Villain E, Ouarda F, Beyler C, Sidi D, Abid F
Hôpital Necker Enfants-Malades, cardiologie pédiatrique, 149, rue de Sèvres, 75015 Paris.
Arch Mal Coeur Vaiss. 2003 May;96(5):495-8.
The late occurrence of complete atrio-ventricular block (CAVB) after cardiac surgery is rare but potentially responsible for cases of late sudden death. We searched for factors allowing prediction of this complication, retrospectively reviewing the case notes of 11 patients in hospital with complete AVB, 2 months to 10 years after correction of a cardiac malformation. All had a normal pre-operative ECG. The diagnosis had been made based on symptoms in 8 patients: syncope or collapse (4 cases) symptoms on effort (3 cases) or fatigue (1 case). In the others the diagnosis had been made on ECG. The block was infra-His in 5 patients who had electrophysiology. ECG analysis showed that all the patients had CAVB immediately post-operatively lasting 3-14 days. After restoration of conduction the ECGs showed the following anomalies compared to the pre-operative ECGs: long PR (1 case), long PR + right bundle branch block (2 cases), long PR + left axis deviation (1 case), RBBB + left deviation or rotation of the QRS axis (3 cases), long PR + RBBB + left axis deviation (4 cases). All of these patients had been fitted with a cardiac stimulator. In conclusion, the children who had CAVB immediately post-operatively lasting more than 48 hours and who then had an ECG showing different QRS compared to the pre-operative QRS and/or long PR had a risk of late complete AVB. These patients should have electrophysiology and a stimulator must be implanted in those who have an infra-His block.

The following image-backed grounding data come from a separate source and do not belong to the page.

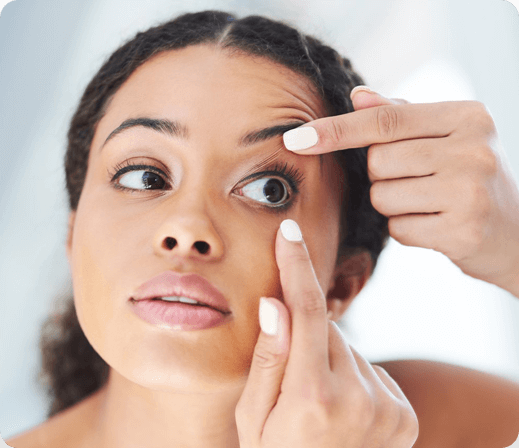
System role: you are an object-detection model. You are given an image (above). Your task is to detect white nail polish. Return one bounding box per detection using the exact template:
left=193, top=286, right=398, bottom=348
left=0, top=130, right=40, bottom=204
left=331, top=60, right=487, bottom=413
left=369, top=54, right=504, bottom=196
left=259, top=297, right=279, bottom=336
left=350, top=86, right=375, bottom=98
left=283, top=126, right=319, bottom=151
left=280, top=219, right=303, bottom=241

心脏手术后晚期发生完全性房室传导阻滞(CAVB)较为罕见,但可能是导致晚期猝死的原因。我们寻找能够预测这一并发症的因素,回顾性分析了11例心脏畸形矫正术后2个月至10年发生完全性房室传导阻滞住院患者的病历。所有患者术前心电图均正常。8例患者根据症状确诊:晕厥或虚脱(4例)、劳力性症状(3例)或乏力(1例)。其他患者通过心电图确诊。5例行电生理检查的患者阻滞位于希氏束以下。心电图分析显示,所有患者术后即刻均有持续3 - 14天的完全性房室传导阻滞。传导恢复后,与术前心电图相比,心电图显示以下异常:PR间期延长(1例)、PR间期延长 + 右束支传导阻滞(RBBB)(2例)、PR间期延长 + 左轴偏移(1例)、RBBB + QRS轴左偏或旋转(3例)、PR间期延长 + RBBB + 左轴偏移(4例)。所有这些患者均已植入心脏起搏器。总之,术后即刻发生持续超过48小时的完全性房室传导阻滞,且随后心电图显示QRS与术前不同和/或PR间期延长的儿童,有发生晚期完全性房室传导阻滞的风险。这些患者应行电生理检查,对于希氏束以下阻滞的患者必须植入起搏器。